Le Festival de Cannes s’ouvrira mercredi avec La Tête haute d’Emmanuelle Bercot. Tendances d’une 68e édition qui verra Jaco Van Dormael retrouver la croisette pour le Tout Nouveau Testament.

Beaucoup d’appelés et peu d’élus: empruntée aux Evangiles, la formule s’applique en tout état de cause au festival de Cannes, temple du glamour et des paillettes, mais encore rendez-vous incontournable et, partant, fort prisé, du calendrier cinéphile. Aussi, le petit jeu des spéculations autour de la sélection commence-t-il traditionnellement dès le mois de septembre, et la Mostra de… Venise, pour céder la place aux rumeurs insistantes en février, lors de la Berlinale, la conférence de presse du délégué général du festival, mi-avril, venant mettre un terme au suspense. Pour le millésime 2015, ce sont ainsi pas moins de 1854 films qu’auront visionnés Thierry Frémaux et son équipe afin d’établir la sélection officielle. Soit, à l’arrivée, 19 films en compétition, autant à Un Certain Regard, plus une poignée d’autres, présentés hors compétition, ou encore en séances spéciales et de minuit. Et, forcément, du grain à moudre à n’en plus finir.
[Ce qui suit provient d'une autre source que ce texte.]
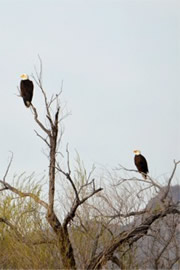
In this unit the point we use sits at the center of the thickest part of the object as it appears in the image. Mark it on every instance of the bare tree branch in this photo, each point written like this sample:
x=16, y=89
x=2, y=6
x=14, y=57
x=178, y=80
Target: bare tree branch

La Tête haute, d'Emmanuelle Bercot
La Tête haute, d’Emmanuelle Bercot© DR

Renouvellement des cadres

Il y a là, en effet, son lot de surprises voire d’audaces, comme celle voulant qu’une femme -une première depuis Diane Kurys et Un homme amoureux, en 1987-, la Française Emmanuelle Bercot en l’occurrence, ouvre la manifestation avec La Tête haute, son deuxième long métrage et un film d’auteur(e). Ce qui devrait changer des Grace de Monaco et autre Da Vinci Code de triste mémoire, sans pour autant infléchir la tendance actant que le festival reste une affaire essentiellement masculine, côté cinéastes s’entend: elles ne sont ainsi jamais que deux réalisatrices, Maïwenn et Valérie Donzelli, à avoir forcé les portes de la compétition cette année, soit autant (ou plutôt aussi peu) qu’en 2014. On rappellera encore pour mémoire que Jane Campion reste la seule femme lauréate de la Palme d’Or -c’était il y a 22 ans déjà, pour The Piano. A l’inverse, une autre tendance tient à une volonté manifeste de renouvellement des cadres: neuf réalisateurs feront leurs premiers pas dans une compétition qui accueille par ailleurs avec Saul Fia, d’ores et déjà annoncé comme le film-choc du festival, les débuts du Hongrois Laszlo Nemes… Habitués de la section-reine, les Gaspar Noé, Arnaud Desplechin, Naomi Kawase, Brillante Mendoza ou Apichatpong Weerasethakul, s’ils sont toujours conviés à la fête, se retrouvent qui à Un Certain Regard, qui à la Quinzaine, qui en séance de minuit.

Dheepan d'Audiard
Dheepan d’Audiard© DR

D’un point de vue géographique, et s’agissant de la compétition toujours, la sélection présente par ailleurs un ancrage européen évident, onze des 19 films concourant à la Palme d’Or étant issus du Vieux continent. Privilège du pays hôte: on trouve, parmi ceux-là, cinq productions françaises. Mais si l’on attendait assurément Jacques Audiard (Dheepan) ou, dans une moindre mesure, Maïwenn (Mon roi), les présences, à ce niveau, de Valérie Donzelli (Marguerite et Julien), Stéphane Brizé (La Loi du marché) et Guillaume Nicloux (Valley of Love, avec le tandem Huppert-Depardieu, reformé 35 ans après Loulou de Pialat) sont autant de premières. Autre cinématographie particulièrement choyée, l’Italie qui, signe d’une vitalité retrouvée, envoie un brelan d’as sur les marches, à savoir Nanni Moretti (Palme d’Or pour La Chambre du fils, et qui propose Mia Madre), Paolo Sorrentino (Youth) et Matteo Garrone (Il racconto dei racconti). Le Hongrois Laszlo Nemes, le Grec Yorgos Lanthimos (The Lobster) et le Norvégien Joachim Trier, avec Louder than Bombs, une production internationale, complètent par ailleurs cette imposante représentation européenne. Dix-neuf moins onze, restent huit prétendants à la Palme. Ils se répartissent entre Etats-Unis, réduits à la portion congrue -Todd Haynes, avec Carol, et Gus Van Sant, palmé en son temps pour Elephant, et de retour avec Sea of Trees, mais aussi le Canadien Denis Villeneuve, avec Sicario, une production américaine-, Mexique (Chronic de Michel Franco) et Australie (Macbeth de Justin Kurzel). A qui s’ajoutent trois maîtres asiatiques, le Chinois Jia Zhang-ke (Mountains May Depart), le Taïwanais Hou-Hsiao-hsien (The Assassin) et, last but not least, le Japonais Hirokazu Kore-eda (Notre petite soeur), autant d’auteurs pour qui le festival n’a guère de secrets…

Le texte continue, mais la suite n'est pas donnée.